I read a fascinating blog post this morning that offers a glimpse at some progressive uses of the public data from social networks. The individuals and companies that seek to capture this information and analyze it for insights into behavior and offline social networks are a part of the Big Data movement, which is enabled by using high-powered computer farms to “crawl” public websites and index the connections, interactions, and inputs from consumers.
Obviously, the storage and use of data without the explicit permission of the people who created it has some up in arms about privacy violations and the potential for unseemly uses of the data. The company profiled in the blog post, 80Legs, insists the data it sells is for research and informational purposes, but that hasn’t stopped Facebook and Twitter from blocking the crawlers the company uses and LinkedIn from threatening to do the same. For $350 a month, 80Legs sells the information and browsing patterns of tens of millions of users, enabling high-level statistical analysis of trends and behaviors that can produce fascinating—and lucrative—insights about the way people use certain websites.

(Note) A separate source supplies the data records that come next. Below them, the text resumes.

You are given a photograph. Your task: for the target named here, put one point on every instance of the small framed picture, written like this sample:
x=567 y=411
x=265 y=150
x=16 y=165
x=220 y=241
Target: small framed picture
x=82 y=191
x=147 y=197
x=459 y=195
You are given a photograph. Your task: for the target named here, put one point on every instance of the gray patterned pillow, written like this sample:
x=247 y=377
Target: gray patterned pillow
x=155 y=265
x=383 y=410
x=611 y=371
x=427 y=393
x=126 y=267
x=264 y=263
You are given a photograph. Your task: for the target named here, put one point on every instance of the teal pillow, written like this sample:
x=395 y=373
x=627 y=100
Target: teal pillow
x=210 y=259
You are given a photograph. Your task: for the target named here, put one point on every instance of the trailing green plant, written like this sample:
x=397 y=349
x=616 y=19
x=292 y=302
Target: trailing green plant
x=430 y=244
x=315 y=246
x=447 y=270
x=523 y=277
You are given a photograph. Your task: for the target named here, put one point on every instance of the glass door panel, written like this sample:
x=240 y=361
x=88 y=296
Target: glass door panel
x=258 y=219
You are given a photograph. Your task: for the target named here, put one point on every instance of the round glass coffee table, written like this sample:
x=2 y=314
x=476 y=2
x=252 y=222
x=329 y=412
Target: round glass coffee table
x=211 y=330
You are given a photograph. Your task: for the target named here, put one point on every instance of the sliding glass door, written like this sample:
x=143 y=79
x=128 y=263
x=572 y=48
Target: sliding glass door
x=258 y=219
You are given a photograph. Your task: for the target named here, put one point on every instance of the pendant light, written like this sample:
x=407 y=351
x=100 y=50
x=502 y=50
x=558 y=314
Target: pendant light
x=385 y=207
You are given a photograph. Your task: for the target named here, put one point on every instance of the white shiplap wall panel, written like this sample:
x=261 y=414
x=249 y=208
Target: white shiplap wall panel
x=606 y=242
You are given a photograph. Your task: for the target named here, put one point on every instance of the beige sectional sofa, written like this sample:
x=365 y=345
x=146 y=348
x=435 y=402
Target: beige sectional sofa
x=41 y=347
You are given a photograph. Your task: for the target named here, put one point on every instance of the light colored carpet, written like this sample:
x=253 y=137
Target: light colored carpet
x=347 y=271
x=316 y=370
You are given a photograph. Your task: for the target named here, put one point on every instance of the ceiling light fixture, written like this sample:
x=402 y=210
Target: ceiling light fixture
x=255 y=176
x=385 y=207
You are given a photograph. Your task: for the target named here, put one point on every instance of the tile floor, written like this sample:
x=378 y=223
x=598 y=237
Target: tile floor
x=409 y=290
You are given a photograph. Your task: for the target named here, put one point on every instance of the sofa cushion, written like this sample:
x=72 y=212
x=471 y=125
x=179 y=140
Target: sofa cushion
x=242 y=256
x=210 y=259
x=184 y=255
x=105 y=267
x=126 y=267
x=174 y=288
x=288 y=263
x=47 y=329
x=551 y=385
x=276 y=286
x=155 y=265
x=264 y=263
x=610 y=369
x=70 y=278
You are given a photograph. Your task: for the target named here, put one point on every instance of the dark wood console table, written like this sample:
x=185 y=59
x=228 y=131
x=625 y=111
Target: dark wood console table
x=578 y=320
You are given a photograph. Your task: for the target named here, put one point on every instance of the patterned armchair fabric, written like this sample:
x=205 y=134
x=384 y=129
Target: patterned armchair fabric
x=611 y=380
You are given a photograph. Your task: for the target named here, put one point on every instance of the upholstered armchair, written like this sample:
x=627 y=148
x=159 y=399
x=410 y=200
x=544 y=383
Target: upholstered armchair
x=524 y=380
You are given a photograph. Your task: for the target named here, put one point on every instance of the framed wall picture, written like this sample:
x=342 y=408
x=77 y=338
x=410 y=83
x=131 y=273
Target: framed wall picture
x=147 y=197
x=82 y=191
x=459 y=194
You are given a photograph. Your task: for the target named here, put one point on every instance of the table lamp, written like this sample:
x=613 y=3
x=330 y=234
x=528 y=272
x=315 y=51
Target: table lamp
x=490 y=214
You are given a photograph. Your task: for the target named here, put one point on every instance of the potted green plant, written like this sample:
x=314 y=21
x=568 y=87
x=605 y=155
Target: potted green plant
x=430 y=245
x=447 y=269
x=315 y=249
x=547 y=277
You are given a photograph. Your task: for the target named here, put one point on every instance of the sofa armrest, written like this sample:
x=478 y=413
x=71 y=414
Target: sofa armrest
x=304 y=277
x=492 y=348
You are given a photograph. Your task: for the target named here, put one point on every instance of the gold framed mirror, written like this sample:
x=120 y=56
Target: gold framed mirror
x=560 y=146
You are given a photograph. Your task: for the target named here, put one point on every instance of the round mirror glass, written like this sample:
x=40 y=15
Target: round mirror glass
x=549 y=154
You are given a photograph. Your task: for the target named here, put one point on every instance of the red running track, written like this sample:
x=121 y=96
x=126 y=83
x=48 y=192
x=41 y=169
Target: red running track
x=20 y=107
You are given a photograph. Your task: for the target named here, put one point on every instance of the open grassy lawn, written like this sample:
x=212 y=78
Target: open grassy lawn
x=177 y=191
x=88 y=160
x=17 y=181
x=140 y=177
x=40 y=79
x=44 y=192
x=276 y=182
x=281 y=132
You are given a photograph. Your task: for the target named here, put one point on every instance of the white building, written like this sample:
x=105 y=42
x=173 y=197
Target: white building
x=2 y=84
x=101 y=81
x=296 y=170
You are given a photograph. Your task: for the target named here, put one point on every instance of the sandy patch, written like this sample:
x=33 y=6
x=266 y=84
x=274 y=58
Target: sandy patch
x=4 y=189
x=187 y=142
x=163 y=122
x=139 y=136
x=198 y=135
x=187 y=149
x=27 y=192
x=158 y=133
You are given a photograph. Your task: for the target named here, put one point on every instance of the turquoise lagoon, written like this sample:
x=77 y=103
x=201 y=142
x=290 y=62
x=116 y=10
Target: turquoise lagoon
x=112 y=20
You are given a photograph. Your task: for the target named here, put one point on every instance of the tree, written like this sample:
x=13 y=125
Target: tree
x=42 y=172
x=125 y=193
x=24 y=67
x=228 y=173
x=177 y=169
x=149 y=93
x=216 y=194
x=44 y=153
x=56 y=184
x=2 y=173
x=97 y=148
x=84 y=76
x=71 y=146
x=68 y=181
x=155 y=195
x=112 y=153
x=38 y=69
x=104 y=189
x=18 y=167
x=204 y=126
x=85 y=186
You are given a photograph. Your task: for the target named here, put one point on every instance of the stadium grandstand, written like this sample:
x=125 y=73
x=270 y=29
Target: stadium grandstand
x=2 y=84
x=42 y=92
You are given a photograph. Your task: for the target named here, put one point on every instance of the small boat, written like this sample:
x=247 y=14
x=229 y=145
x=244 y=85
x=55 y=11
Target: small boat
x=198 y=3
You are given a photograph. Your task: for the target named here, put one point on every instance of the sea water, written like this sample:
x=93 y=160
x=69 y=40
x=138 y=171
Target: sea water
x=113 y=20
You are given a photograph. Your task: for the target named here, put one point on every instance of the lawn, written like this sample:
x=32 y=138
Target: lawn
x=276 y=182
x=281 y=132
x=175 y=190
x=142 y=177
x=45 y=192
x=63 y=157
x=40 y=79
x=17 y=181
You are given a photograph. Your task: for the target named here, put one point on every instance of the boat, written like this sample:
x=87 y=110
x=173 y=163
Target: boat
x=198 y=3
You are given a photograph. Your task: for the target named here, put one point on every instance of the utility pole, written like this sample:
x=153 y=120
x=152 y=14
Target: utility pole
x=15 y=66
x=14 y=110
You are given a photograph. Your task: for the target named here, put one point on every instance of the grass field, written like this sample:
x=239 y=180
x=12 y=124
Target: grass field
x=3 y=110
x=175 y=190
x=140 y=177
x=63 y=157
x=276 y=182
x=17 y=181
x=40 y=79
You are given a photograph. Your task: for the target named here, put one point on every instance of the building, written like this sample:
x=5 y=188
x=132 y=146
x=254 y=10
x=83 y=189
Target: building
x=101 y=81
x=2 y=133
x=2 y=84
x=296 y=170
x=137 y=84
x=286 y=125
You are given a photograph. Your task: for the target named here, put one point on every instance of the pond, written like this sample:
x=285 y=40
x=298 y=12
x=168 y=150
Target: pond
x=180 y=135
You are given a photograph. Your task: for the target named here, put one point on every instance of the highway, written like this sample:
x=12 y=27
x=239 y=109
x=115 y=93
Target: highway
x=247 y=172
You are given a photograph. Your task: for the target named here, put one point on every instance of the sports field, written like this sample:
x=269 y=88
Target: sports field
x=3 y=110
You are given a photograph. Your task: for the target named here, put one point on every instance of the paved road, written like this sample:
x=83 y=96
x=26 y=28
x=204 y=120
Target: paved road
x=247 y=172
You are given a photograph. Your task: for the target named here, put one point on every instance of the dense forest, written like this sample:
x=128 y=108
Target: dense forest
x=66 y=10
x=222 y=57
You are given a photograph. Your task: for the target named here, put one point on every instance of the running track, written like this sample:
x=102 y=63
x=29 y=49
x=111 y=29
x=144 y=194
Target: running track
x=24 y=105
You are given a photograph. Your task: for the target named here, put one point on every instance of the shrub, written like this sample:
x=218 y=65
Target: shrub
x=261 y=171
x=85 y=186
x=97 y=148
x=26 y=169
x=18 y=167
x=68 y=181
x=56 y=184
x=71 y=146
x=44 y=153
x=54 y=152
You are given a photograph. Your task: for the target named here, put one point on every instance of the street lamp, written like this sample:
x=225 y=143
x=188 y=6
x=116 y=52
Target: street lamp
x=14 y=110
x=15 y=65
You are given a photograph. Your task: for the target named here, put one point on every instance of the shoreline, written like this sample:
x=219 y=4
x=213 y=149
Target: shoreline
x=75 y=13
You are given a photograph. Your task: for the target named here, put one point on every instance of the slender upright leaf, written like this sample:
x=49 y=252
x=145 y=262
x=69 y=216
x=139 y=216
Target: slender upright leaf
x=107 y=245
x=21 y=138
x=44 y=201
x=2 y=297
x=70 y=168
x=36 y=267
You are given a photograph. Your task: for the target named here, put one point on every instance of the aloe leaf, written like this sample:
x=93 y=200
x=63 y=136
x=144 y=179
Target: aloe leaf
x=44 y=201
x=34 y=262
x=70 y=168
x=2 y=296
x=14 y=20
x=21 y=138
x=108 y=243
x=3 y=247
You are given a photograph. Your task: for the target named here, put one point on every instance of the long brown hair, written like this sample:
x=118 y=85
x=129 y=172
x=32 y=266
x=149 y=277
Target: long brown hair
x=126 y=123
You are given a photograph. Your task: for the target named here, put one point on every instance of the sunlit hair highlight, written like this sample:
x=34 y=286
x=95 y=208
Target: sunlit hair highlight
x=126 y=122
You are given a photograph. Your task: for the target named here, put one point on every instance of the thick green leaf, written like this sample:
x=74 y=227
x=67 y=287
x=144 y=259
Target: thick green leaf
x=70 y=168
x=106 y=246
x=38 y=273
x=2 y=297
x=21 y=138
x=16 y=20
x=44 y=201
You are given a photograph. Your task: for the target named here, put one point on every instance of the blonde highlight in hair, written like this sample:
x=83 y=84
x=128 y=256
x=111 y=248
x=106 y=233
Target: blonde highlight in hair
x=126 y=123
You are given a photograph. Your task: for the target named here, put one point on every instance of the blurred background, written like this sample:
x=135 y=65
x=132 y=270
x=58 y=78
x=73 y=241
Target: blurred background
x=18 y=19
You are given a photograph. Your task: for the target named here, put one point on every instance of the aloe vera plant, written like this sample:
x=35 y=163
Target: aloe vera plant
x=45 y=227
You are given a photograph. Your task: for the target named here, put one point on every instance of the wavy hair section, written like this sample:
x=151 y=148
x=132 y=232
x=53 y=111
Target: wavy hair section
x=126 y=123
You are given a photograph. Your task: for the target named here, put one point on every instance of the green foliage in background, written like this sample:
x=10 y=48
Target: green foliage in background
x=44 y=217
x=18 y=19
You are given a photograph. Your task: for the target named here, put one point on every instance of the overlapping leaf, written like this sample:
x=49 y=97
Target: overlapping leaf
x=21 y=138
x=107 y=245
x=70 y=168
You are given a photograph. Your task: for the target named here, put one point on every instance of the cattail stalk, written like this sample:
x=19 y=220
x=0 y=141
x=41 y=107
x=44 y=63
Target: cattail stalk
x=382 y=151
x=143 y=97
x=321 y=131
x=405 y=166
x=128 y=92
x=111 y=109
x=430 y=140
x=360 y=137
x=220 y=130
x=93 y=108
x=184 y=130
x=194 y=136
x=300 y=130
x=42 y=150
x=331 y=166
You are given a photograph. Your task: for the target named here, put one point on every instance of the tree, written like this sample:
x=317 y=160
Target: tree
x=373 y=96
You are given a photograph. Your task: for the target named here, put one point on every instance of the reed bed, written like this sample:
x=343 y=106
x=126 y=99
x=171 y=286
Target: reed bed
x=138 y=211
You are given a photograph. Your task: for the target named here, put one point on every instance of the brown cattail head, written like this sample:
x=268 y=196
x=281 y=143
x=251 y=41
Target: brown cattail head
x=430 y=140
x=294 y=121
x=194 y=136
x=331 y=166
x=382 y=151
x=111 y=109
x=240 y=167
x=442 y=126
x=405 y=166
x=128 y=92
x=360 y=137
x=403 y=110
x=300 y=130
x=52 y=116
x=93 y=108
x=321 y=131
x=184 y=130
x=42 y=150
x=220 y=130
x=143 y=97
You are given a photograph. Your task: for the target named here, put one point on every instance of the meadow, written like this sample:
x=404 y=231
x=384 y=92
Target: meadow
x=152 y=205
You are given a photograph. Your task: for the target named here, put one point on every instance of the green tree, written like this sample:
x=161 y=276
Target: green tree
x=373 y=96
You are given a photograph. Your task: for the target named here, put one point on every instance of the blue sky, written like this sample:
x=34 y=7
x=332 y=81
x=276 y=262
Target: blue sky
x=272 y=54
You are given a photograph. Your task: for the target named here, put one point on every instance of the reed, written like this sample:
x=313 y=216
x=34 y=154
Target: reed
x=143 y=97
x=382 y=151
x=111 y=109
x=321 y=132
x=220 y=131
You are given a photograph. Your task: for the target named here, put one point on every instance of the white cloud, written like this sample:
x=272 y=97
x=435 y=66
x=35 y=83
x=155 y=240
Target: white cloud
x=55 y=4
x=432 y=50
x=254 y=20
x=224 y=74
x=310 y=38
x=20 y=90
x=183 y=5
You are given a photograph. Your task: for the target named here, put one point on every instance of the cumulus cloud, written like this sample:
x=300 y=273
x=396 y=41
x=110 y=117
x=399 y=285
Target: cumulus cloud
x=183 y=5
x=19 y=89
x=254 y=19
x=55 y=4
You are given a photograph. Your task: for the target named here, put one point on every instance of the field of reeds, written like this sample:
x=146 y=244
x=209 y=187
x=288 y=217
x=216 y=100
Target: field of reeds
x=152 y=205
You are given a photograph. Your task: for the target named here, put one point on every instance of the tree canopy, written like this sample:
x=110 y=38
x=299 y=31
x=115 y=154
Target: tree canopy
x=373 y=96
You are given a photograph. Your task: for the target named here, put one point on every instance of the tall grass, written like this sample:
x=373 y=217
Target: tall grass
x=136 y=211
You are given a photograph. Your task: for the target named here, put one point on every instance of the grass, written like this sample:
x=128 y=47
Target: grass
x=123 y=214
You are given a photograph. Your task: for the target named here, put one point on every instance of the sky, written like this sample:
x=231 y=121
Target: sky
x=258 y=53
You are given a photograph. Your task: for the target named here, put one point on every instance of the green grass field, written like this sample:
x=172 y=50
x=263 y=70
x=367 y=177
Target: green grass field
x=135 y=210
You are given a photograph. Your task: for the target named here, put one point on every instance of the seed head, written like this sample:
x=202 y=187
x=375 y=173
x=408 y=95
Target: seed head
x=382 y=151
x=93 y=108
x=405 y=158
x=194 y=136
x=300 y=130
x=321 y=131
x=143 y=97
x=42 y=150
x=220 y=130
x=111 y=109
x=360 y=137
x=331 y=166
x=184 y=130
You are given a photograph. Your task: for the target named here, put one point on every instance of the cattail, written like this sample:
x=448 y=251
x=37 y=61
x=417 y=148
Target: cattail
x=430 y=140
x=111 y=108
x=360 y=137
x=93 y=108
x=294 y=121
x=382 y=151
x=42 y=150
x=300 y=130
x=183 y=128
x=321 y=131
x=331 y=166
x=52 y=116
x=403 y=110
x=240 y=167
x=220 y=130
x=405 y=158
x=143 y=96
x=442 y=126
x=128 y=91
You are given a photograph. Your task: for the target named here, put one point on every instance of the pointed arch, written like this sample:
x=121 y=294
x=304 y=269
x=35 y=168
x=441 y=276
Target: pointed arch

While access to a wealth of data like that provided by 80Legs sounds like it could lead to significant conclusions about the networks people form and the relative value placed on different forms of content, Harvard Fellow Danah Boyd cautions that using the results from Big Data searches to derive insights is assumptive at best. She says that just because relationships seem strong online or behaviors seem to be habitual, the context could be convoluting the true nature of the interactions.
As a researcher focused on social networks and how they affect communication, my initial reaction is to be incredibly excited at the possibility of gaining greater understanding from access to Big Data projects. But as a concerned netizen, I also worry about the potential negative aspects. The Big Data movement has the potential to yield incredible business insights to companies if it is regulated and executed in a transparent and safe manner. But the data crawlers like 80Legs also expose the possibility—and near certainty—of nefarious individuals using the same data indexing techniques to collect personal information to steal identities or worse.
The use of large-scale information from online interactions will remain an important topic as the time people spend online and the power of crawling technology continue to increase. The debate on the correct uses and gathering techniques for public social network data is far from over, but it is clear that Big Data will have a profound impact on the understanding of online behavior and the operations of researchers and businesspeople alike.